Instintivamente se apartaron también los muchachos; el silencio del bosque era casi
total. Escucharon con atención, pero el único sonido perceptible era el zumbido de las
moscas sobre el montón de tripas. Jack habló en un murmullo:
- Levantad el cerdo.
Maurice y Robert ensartaron la res en una lanza, levantaron aquel peso muerto y, ya
listos, aguardaron En aquel silencio, de pie sobre la sangre seca, cobraron un aspecto
furtivo.
Jack les habló en voz muy alta.
- Esta cabeza es para la fiera. Es un regalo.

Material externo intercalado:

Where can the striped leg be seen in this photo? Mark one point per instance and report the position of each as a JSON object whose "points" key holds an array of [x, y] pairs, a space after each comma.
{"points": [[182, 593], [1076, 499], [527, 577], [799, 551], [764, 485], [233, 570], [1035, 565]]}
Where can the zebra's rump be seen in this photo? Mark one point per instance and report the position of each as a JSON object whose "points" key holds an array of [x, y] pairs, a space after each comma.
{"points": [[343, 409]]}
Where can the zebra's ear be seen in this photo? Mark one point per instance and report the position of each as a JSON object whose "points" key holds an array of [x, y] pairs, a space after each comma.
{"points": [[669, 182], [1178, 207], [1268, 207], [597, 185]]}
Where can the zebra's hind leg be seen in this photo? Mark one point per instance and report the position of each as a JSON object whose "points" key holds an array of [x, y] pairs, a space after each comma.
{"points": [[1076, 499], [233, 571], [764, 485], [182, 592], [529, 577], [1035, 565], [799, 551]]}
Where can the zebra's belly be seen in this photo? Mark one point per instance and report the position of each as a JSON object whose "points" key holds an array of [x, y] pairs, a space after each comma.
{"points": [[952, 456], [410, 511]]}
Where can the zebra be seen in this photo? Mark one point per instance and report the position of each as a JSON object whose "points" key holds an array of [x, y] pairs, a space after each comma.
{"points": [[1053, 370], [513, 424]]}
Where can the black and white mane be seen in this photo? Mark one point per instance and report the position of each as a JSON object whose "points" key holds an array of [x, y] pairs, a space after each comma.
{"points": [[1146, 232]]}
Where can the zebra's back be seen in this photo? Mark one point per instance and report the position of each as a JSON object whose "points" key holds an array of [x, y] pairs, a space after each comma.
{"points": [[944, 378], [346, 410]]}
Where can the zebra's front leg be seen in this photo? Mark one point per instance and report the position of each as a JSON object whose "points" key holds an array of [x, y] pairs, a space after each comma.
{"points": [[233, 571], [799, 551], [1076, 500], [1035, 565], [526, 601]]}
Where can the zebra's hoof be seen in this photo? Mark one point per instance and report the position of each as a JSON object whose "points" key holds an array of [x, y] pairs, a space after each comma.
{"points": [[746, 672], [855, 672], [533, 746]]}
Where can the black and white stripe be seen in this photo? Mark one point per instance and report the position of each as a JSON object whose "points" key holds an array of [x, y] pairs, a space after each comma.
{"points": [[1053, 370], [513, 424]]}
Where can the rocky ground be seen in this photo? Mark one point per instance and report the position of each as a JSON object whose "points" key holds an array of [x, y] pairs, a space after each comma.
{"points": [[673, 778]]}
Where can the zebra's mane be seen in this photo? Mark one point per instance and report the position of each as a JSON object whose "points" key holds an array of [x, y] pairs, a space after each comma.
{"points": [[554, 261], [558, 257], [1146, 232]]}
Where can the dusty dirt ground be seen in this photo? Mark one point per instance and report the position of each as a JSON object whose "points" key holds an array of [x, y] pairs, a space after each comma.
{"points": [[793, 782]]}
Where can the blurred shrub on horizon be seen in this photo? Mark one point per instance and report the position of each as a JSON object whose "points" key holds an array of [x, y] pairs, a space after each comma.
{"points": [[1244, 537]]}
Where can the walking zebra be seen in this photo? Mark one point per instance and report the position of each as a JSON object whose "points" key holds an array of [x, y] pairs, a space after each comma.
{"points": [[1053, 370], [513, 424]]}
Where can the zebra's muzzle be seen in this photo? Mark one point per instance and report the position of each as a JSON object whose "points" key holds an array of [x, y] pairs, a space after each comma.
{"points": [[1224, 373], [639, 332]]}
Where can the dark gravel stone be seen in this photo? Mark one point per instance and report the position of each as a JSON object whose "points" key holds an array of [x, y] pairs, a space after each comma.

El silencio aceptó la ofrenda y ellos se sintieron sobrecogidos de temor y respeto. Allí
quedó la cabeza, con una mirada sombría, una leve sonrisa, oscureciéndose la sangre
entre los dientes. De improviso, todos a la vez, salieron corriendo a través del bosque,
hacia la playa abierta.
Simón, como una pequeña imagen bronceada, oculto por las hojas, permaneció donde
estaba. Incluso al cerrar los ojos se le aparecía la cabeza del jabalí como una reimpresión
en su retina. Aquellos ojos entreabiertos estaban ensombrecidos por el infinito
escepticismo del mundo de los adultos. Le aseguraban a Simón que todas las cosas
acababan mal.
- Ya lo sé.
Simón se dio cuenta de que había hablado en voz alta. Abrió los ojos rápidamente a la
extraña luz del día y volvió a ver la cabeza con su mueca de regocijo, ignorante de las
moscas, del montón de tripas, e incluso de su propia situación indigna, clavada en un
palo.
Se mojó los labios secos y miró hacia otro lado.
Un regalo, una ofrenda para la fiera. ¿No vendría la fiera a recogerla? La cabeza,
pensó él, parecía estar de acuerdo. Sal corriendo, le dijo la cabeza en silencio, vuelve con
los demás. Todo fue una broma... ¿por qué te vas a preocupar? Te equivocaste; no es
más que eso. Un ligero dolor de cabeza, quizá te sentó mal algo que comiste. Vuélvete,
hijo, decía en silencio la cabeza.
Simón alzó los ojos, sintiendo el peso de su melena empapada, y contempló el cielo.
Por una vez estaba cubierto de nubes, enormes torreones de tonos grises, marfileños y
cobrizos que parecían brotar de la propia isla. Pesaban sobre la tierra, destilando, minuto
tras minuto, aquel opresivo y angustioso calor. Hasta las mariposas abandonaron el
espacio abierto donde se hallaba esa cosa sucia que esbozaba una mueca y goteaba.
Simón bajó la cabeza, con los ojos muy cerrados y cubiertos, luego, con una mano. No
había sombra bajo los árboles; sólo una quietud de nácar que lo cubría todo y
transformaba las cosas reales en ilusorias e indefinidas. El montón de tripas era un
borbollón de moscas que zumbaban como una sierra. Al cabo de un rato, las moscas
encontraron a Simón. Atiborradas, se posaron junto a los arroyuelos de sudor de su rostro
y bebieron. Le hacían cosquillas en la nariz y jugaban a dar saltos sobre sus muslos. Eran
de color negro y verde iridiscente, e infinitas. Frente a Simón, el Señor de las Moscas
pendía de la estaca y sonreía en una mueca. Por fin se dio Simón por vencido y abrió los
ojos; vio los blancos dientes y los ojos sombríos, la sangre... y su mirada quedó cautiva
del antiguo e inevitable encuentro. El pulso de la sien derecha de Simón empezó a latirle.
Ralph y Piggy, tumbados en la arena, contemplaban el fuego y arrojaban
perezosamente piedrecillas al centro de la hoguera, limpia de humo.
- Esa rama se ha consumido.
- ¿Dónde están Samyeric?
- Debíamos traer más leña. No nos quedan ramas verdes.
Ralph suspiró y se levantó. No había sombras bajo las palmeras de la plataforma; tan
sólo aquella extraña luz que parecía llegar de todas partes a la vez. En lo alto, entre las
macizas nubes, los truenos se disparaban como cañonazos.